Inhibitors of permeability transition interfere with the disruption of the mitochondrial transmembrane potential during apoptosis

In a number of experimental systems, the early stage of the apoptotic process, i.e. the stage which precedes nuclear disintegration, is characterized by the breakdown of the inner mitochondrial transmembrane potential (delta psi m). Here we address the question as to whether mitochondrial permeability transition (PT) pores may account for the delta psi m dissipation in lymphocyte apoptosis. Drugs known for their PT-inhibitory potential (bongkrekic acid, cyclosporin A, and the non-immunosuppressive cyclosporin A analogue N-methyl-Val-4-cyclosporin A) are capable of preventing the apoptotic delta psi m disruption. Moreover, pharmacological modulation of PT-mediated delta psi m dissipation can prevent apoptosis. Thus, while suppressing the delta psi m disruption, bongkrekic acid also inhibits the apoptotic chromatinolysis. In conclusion, these data are compatible with the hypothesis that apoptotic delta psi m disruption is mediated by the formation of PT pores and that PT-mediated delta psi m disruption is a critical event of the apoptotic cascade.

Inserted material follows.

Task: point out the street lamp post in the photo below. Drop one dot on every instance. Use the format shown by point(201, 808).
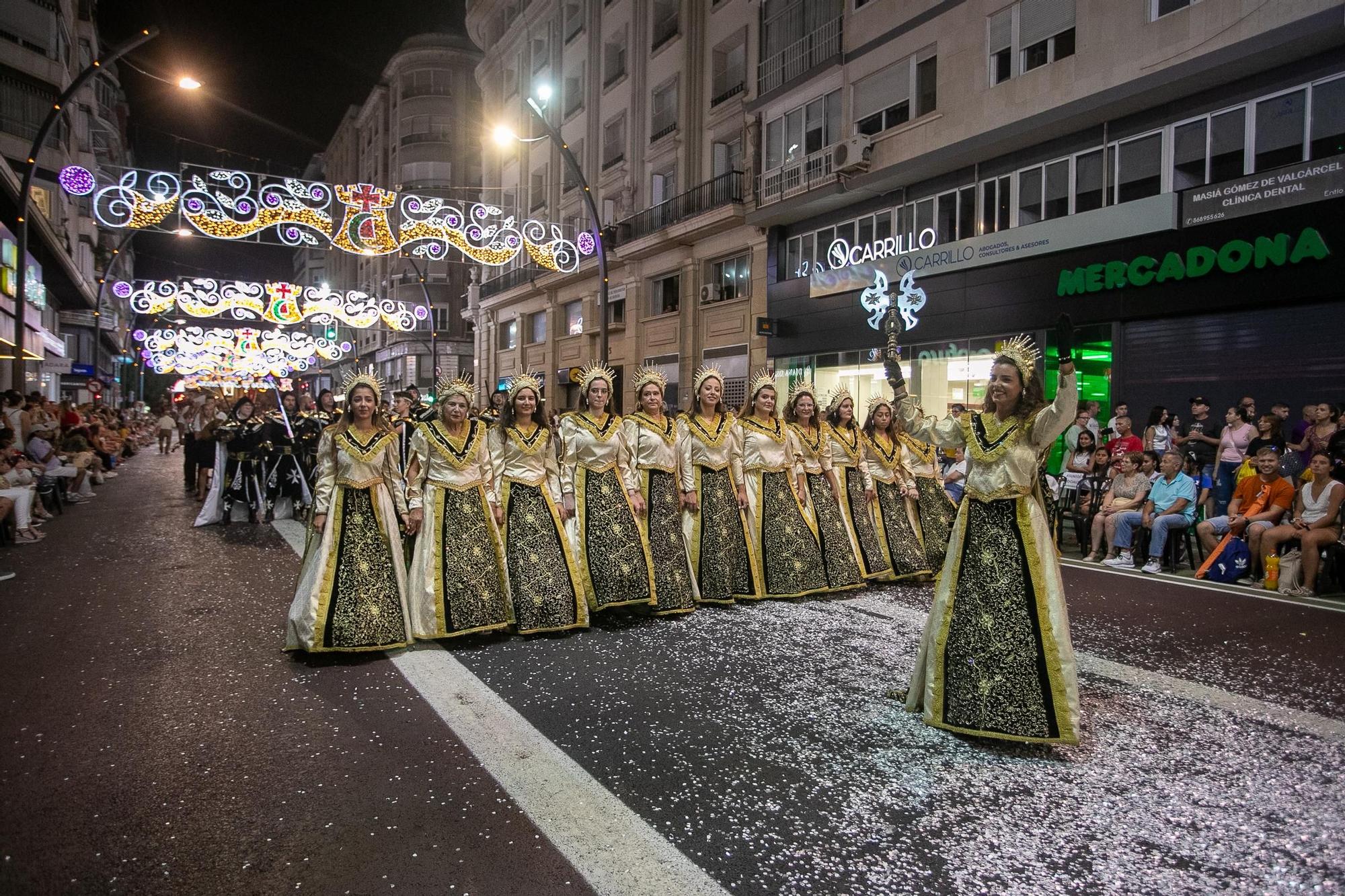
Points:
point(544, 93)
point(26, 194)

Mitochondrial control of nuclear apoptosis

Anucleate cells can be induced to undergo programmed cell death (PCD), indicating the existence of a cytoplasmic PCD pathway that functions independently from the nucleus. Cytoplasmic structures including mitochondria have been shown to participate in the control of apoptotic nuclear disintegration. Before cells exhibit common signs of nuclear apoptosis (chromatin condensation and endonuclease-mediated DNA fragmentation), they undergo a reduction of the mitochondrial transmembrane potential (delta psi m) that may be due to the opening of mitochondrial permeability transition (PT) pores. Here, we present direct evidence indicating that mitochondrial PT constitutes a critical early event of the apoptotic process. In a cell-free system combining purified mitochondria and nuclei, mitochondria undergoing PT suffice to induce chromatin condensation and DNA fragmentation. Induction of PT by pharmacological agents augments the apoptosis-inducing potential of mitochondria. In contrast, prevention of PT by pharmacological agents impedes nuclear apoptosis, both in vitro and in vivo. Mitochondria from hepatocytes or lymphoid cells undergoing apoptosis, but not those from normal cells, induce disintegration of isolated Hela nuclei. A specific ligand of the mitochondrial adenine nucleotide translocator (ANT), bongkreik acid, inhibits PT and reduces apoptosis induction by mitochondria in a cell-free system. Moreover, it inhibits the induction of apoptosis in intact cells. Several pieces of evidence suggest that the proto-oncogene product Bcl-2 inhibits apoptosis by preventing mitochondrial PT. First, to inhibit nuclear apoptosis, Bcl-2 must be localized in mitochondrial but not nuclear membranes. Second, transfection-enforced hyperexpression of Bcl-2 directly abolishes the induction of mitochondrial PT in response to a protonophore, a pro-oxidant, as well as to the ANT ligand atractyloside, correlating with its apoptosis-inhibitory effect. In conclusion, mitochondrial PT appears to be a critical step of the apoptotic cascade.